Scholars-in-Residence

Persons with significant academic, literary, or artistic qualifications whose work may benefit from a residency at the DLC may apply for this non-stipendiary status. The position provides University affiliation, use of the University Library, office space, and membership in facilities. Residents are required to participate in Centre activities by attending lectures, workshops, and colloquia, and presenting and publishing original research. The residency requires affiliation with a SFU faculty mentor. To find an SFU faculty member please consult the Directory of Asia-Related Research at SFU.

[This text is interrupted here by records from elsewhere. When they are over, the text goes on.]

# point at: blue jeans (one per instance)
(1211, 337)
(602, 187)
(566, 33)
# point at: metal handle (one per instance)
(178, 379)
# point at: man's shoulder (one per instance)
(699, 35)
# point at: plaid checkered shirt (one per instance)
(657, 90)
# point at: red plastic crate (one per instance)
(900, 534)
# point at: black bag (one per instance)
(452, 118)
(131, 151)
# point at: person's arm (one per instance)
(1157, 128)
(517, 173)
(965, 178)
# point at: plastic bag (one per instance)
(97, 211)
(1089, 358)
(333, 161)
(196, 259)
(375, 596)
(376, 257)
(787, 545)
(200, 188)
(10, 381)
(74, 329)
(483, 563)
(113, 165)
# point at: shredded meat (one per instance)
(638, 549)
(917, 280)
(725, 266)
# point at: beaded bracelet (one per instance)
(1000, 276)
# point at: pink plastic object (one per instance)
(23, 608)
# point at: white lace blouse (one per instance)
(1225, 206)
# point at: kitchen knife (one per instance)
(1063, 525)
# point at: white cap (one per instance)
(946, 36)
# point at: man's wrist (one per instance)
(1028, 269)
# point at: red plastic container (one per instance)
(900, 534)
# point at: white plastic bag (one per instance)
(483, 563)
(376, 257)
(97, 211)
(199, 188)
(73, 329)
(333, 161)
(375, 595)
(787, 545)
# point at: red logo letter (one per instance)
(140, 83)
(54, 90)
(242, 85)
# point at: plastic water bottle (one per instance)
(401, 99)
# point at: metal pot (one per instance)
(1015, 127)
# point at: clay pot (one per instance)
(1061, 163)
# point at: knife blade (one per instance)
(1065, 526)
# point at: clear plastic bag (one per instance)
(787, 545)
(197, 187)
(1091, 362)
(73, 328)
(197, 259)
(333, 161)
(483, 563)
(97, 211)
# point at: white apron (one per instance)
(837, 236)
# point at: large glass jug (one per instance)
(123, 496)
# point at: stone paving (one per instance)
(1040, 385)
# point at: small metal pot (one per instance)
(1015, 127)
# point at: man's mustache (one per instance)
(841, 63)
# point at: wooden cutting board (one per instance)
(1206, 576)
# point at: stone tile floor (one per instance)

Appointments are for a maximum of one year, with the possibility of renewal for an additional year. Applicants should submit a letter of application, a current CV, a research proposal, and a letter of support from a SFU faculty member to dlcadmin@sfu.ca.

Guldana Salimjan

Guldana Salimjan is a 2023-2025 SSHRC Postdoctoral Fellow in the School for International Studies. She was also a recipient of the American Council of Learned Societies (ACLS) China Studies Fellowship in 2022. Guldana’s scholarship is broadly concerned with settler colonial dispossession, displacement, racial capitalism, ecological history, and memory. Her current book project is a feminist decolonial study of the post-1949 history of resource extraction, border securitization, and settler infrastructural development in China’s northwestern internal settler colony known as Xinjiang. By centering the lives and memories of Kazakh women who experienced Chinese socialist collectivization, land reform, capitalist development, and border control, this research asserts the indigenous status of Kazakhs in the face of Chinese settler colonial power, and connects their struggle to the global Indigenous community affected by settler colonial states. The book intervenes in the study of socialist modernity by showing how revolutionary projects can become entangled with racialized forms of colonial domination, dispossession, and occupation. Some of the findings have been published in peer-reviewed journals such as Central Asian Survey, Asian EthnicityHuman EcologyInner Asiaand an edited volume, Xinjiang Year Zero.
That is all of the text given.